On January 12, Parliament amended Articles 146, 147, and 148 of the Penal Code, which had imposed criminal sanctions for libel, “attacking the honor and dignity” of individuals, and “insulting the authority of the state.” The changes forced government officials to press libel charges themselves, rather than having state prosecutors act on their behalf. As a result, journalists faced fewer libel suits, because government officials now have to pay their own lawyers.
Under the revised articles, the penalty of imprisonment was initially replaced with fines of between 5000 and 30,000 leva (US$2585-15,500).

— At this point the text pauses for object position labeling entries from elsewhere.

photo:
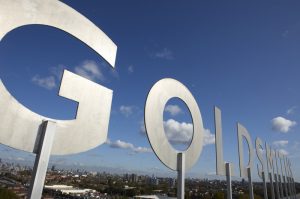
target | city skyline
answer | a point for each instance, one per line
(239, 57)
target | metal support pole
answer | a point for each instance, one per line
(271, 186)
(251, 194)
(276, 186)
(42, 159)
(228, 178)
(285, 187)
(289, 186)
(280, 186)
(265, 185)
(180, 175)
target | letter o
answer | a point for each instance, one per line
(157, 99)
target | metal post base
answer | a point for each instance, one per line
(42, 159)
(180, 175)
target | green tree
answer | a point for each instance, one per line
(7, 194)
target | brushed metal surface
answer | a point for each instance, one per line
(259, 147)
(180, 176)
(160, 93)
(19, 125)
(48, 130)
(250, 183)
(243, 133)
(228, 181)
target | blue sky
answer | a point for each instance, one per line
(240, 56)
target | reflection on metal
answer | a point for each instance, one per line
(158, 96)
(18, 125)
(242, 132)
(222, 168)
(56, 14)
(23, 129)
(157, 99)
(48, 130)
(251, 194)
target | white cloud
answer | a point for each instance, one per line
(126, 145)
(130, 69)
(181, 133)
(127, 110)
(44, 82)
(291, 110)
(90, 70)
(280, 143)
(57, 71)
(173, 109)
(283, 151)
(121, 144)
(209, 138)
(142, 127)
(164, 54)
(282, 125)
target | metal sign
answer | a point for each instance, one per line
(23, 129)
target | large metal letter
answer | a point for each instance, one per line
(20, 128)
(158, 96)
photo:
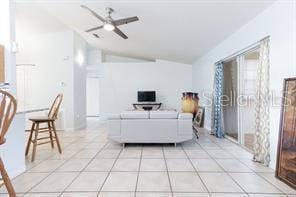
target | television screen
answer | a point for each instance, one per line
(146, 96)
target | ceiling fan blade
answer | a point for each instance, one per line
(125, 21)
(95, 28)
(96, 35)
(120, 33)
(93, 13)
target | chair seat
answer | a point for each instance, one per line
(41, 119)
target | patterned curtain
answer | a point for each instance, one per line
(262, 126)
(217, 115)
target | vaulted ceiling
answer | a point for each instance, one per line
(180, 30)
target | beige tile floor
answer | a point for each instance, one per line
(91, 165)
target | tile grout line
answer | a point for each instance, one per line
(225, 170)
(28, 191)
(108, 174)
(136, 188)
(252, 171)
(195, 170)
(80, 172)
(167, 170)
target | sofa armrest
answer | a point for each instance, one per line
(113, 117)
(185, 116)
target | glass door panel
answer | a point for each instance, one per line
(230, 108)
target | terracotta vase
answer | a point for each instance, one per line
(189, 102)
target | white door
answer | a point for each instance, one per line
(92, 91)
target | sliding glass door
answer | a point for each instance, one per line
(230, 108)
(239, 97)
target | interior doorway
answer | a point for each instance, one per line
(239, 89)
(93, 96)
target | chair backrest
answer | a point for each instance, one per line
(54, 110)
(8, 107)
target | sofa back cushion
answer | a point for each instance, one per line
(163, 115)
(134, 115)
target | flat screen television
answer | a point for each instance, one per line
(146, 96)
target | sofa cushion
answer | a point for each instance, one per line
(113, 117)
(185, 116)
(163, 115)
(134, 115)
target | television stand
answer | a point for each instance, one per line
(147, 106)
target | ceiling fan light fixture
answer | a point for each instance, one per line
(109, 26)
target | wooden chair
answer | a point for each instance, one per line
(8, 107)
(49, 128)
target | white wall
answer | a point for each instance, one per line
(7, 37)
(79, 86)
(119, 83)
(279, 22)
(59, 56)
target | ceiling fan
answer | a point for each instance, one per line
(109, 23)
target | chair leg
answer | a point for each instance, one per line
(56, 136)
(35, 141)
(50, 135)
(30, 139)
(6, 180)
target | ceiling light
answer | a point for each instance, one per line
(109, 26)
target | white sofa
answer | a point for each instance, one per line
(150, 127)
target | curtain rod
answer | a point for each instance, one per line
(244, 50)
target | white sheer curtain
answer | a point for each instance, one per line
(262, 124)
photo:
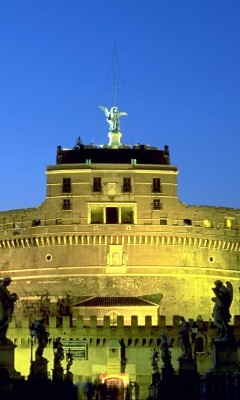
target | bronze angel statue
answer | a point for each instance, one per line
(221, 310)
(113, 117)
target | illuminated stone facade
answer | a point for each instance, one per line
(112, 225)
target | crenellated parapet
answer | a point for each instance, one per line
(181, 239)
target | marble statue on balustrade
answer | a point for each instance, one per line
(7, 301)
(221, 310)
(184, 339)
(165, 345)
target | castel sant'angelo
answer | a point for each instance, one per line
(112, 225)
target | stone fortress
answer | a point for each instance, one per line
(112, 226)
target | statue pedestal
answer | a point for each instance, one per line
(68, 377)
(225, 356)
(39, 369)
(57, 373)
(187, 365)
(7, 358)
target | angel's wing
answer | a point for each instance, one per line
(230, 292)
(105, 110)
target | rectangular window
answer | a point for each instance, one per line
(66, 188)
(163, 221)
(156, 204)
(127, 185)
(126, 215)
(156, 185)
(96, 215)
(36, 222)
(66, 204)
(97, 185)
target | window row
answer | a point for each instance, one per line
(97, 185)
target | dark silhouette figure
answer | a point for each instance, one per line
(165, 345)
(58, 352)
(221, 310)
(7, 301)
(183, 338)
(42, 337)
(154, 359)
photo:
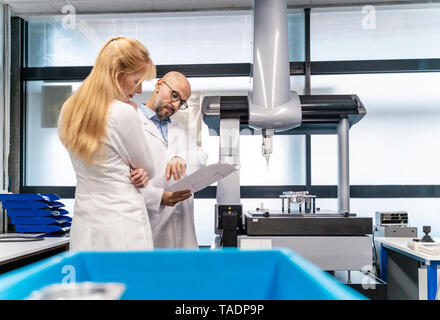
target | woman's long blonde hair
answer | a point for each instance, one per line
(83, 118)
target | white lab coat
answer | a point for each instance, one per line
(109, 212)
(173, 227)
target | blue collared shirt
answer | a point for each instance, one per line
(161, 125)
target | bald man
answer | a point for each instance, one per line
(171, 213)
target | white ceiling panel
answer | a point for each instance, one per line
(41, 7)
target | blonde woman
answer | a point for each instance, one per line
(105, 140)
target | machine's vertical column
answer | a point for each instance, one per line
(343, 166)
(228, 189)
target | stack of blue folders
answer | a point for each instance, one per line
(36, 213)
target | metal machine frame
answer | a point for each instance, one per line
(271, 108)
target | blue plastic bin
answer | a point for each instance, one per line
(228, 274)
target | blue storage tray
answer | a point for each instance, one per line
(40, 220)
(228, 274)
(38, 228)
(30, 212)
(49, 197)
(6, 204)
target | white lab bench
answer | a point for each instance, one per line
(400, 245)
(20, 253)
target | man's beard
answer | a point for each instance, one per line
(160, 112)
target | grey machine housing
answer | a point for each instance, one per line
(333, 241)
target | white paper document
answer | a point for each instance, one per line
(202, 178)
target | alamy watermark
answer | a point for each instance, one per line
(369, 17)
(69, 17)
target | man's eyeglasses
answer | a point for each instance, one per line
(175, 96)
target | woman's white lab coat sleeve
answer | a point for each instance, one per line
(129, 138)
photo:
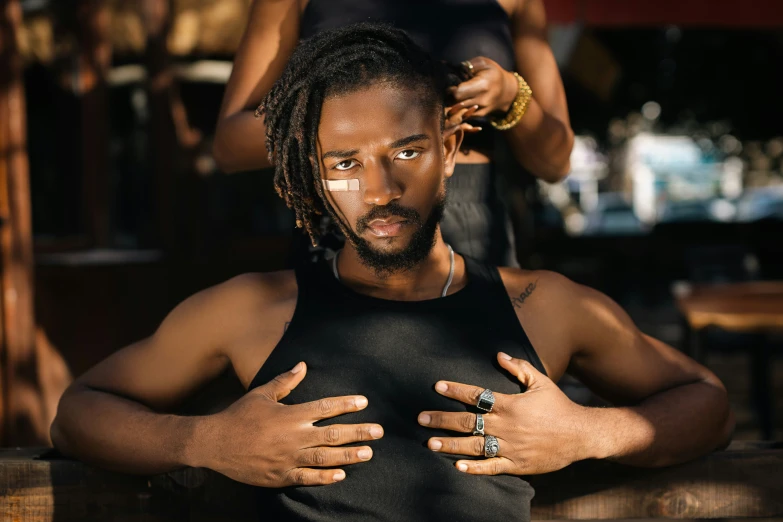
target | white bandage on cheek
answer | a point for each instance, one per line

President Petar Stoyanov vetoed this provision, arguing that the fines were “excessively high compared to the low income of journalists.” Parliament then lowered the fines to between 1000 and 20,000 leva (US$517-10,333), still a significant burden.
Despite these positive changes, Tatiana Vaksberg, a Sofia-based free-lance correspondent for Radio Free Europe, was still facing prosecution at year’s end on 1999 criminal defamation charges filed by Prosecutor General Ivan Tatarchev, who was angered by Vaksberg’s critical reporting on his performance in office. Tatarchev was replaced in February 1999, but the case against Vaksberg was still active as of January 2001, according to the Bulgarian Helsinki Committee.
The Bulgarian Helsinki Committee reported that journalists were also subject to physical assault, particularly from criminal organizations. The worst attack occurred on December 16, when Todor Dimov, the editor and publisher of the Yambol weekly Tundja, was severely beaten by three men in the marketplace in Yambol. Dimov underwent extensive surgery for serious head injuries and spent a month recovering in the hospital. The police arrested three suspects with alleged links to the Russian mafia. Prior to the attack, Dimov had written a series of articles examining allegedly corrupt local businesses and their Russian criminal connections, and had been warned to stop covering this topic.
On November 4, Justice Minister Teodossyi Simeonov punched Aleksander Mihaylov, an 18-year-old photographer for the newspaper Sega, after invoking his alleged constitutional right not to be photographed. On November 7, Bulgaria’s nine largest daily newspapers called for Simeonov’s resignation, but Prime Minister Kostov only announced that the justice minister had “cast an unfavorable light on the government…which respects the media and public opinion.” Nor did Simeonov face criminal charges.
Two serious attacks on journalists in previous years also remained unsolved. In June 1999, Alexei Lazarov, a writer for the daily Kapital, suffered multiple knife wounds and a broken leg when unknown assailants attacked him. And in May 1998, Anna Zarkova, chief crime editor for the daily Trud, suffered severe burns and permanent blindness in her left eye when an unidentified man threw acid in her face, apparently in retaliation for her reporting.
June marked the launch of the Association of Investigative Journalists, headed by Zoya Dimitrova, chief investigative editor at the national weekly 168 Chasova. The association seeks to encourage investigative work that reporters cannot pursue within their own organizations because of pressure from advertisers or politicians. It also hopes to establish international contacts for training and for cooperative work on regional stories such as the illegal trafficking of women and narcotics.